It can be a challenge for organizations to convey the human impact in areas such a public health work. The Johns Hopkins University Bloomberg School of Public Health, in conjunction with USAID, came to Trellon for assistance in solving this problem. The result was a total rebuild of their dated public health image catalog. Photoshare became a modern, crowdsourced catalog of images that are free for nonprofit and educational use. By engaging both amateur and professional photographers who are directly engages in public health work across the world, Photoshare provides an accurate and impactful view into the work done by its contributors. The photos available are regularly used in grant applications and reports as well as in websites, teaching materials, and presentations.
One of Trellon’s initial challenges was in updating the look and feel of a bland, dated system into something that would inspire participation in visually-minded contributors. Making the contributed photos front and center was an easy decision. Not only did it highlight the contributions made, but it leveraged the visual appeal and emotional impact of the images in the collection.
Simple Image Submission and Management
Even if people wanted to contribute to the system, a complex submission process would serve as a powerful deterrent to participation. In order to be effective, however, Photoshare would need to collect information about the photographer, location, and content of images as well as metadata about the image file itself. Trellon developed a custom image submission form that would track users to create sensible defaults on their submissions, pull metadata directly from image files, and allow for the bulk uploading of images in order to make the submission process as simple as possible.
Trellon further created a host of screens to simplify the management of images. Contributors are able to view the images they have submitted as well as the history of use of those images. System administrators are presented with simple queues of both submitted images and requests to use images. These are used to approve items or to provide feedback via the internal messaging system.

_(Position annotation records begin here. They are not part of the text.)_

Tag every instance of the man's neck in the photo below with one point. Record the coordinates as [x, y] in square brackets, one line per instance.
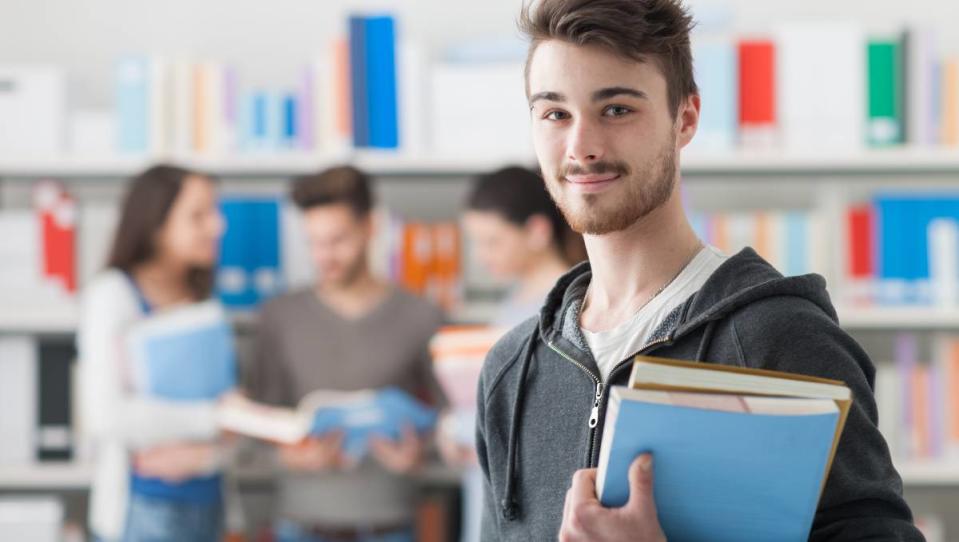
[353, 299]
[631, 266]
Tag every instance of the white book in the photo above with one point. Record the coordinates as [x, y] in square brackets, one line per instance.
[97, 227]
[820, 85]
[32, 110]
[413, 84]
[18, 388]
[297, 263]
[889, 405]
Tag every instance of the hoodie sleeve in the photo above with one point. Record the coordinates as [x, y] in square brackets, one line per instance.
[488, 523]
[863, 494]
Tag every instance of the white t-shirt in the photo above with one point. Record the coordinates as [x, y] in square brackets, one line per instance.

Custom Search and Image Selection
Photoshare could have the perfect image to help a nonprofit tell its story, but if that nonprofit couldn’t find and request that image, Photoshare wouldn’t be of any use to it. Trellon’s response was to create a comprehensive search and image selection toolset. Using Apache Solr technology to power the search engine gave Trellon the ability to create a customized search experience based around common-sense search terms. Displaying results information in-context prevents users from searching too narrowly, ensuring they will get relevant results. Trellon also chose to present additional information about individual images on the search result page via an intuitive hover-based interface, allowing users to quickly access additional information about multiple promising-looking images. Users can also save images to a temporary lightbox directly from the search result screen so that they can review them in-depth later, or share them with others at their organization before they decide which images to use.
With a system designed to handle tens of thousands of high-quality images, performance was obviously a concern. Trellon worked closely with the team at Johns Hopkins to discuss hosting options and put performance enhancements into place, centering around the batch upload, image display, and search processes.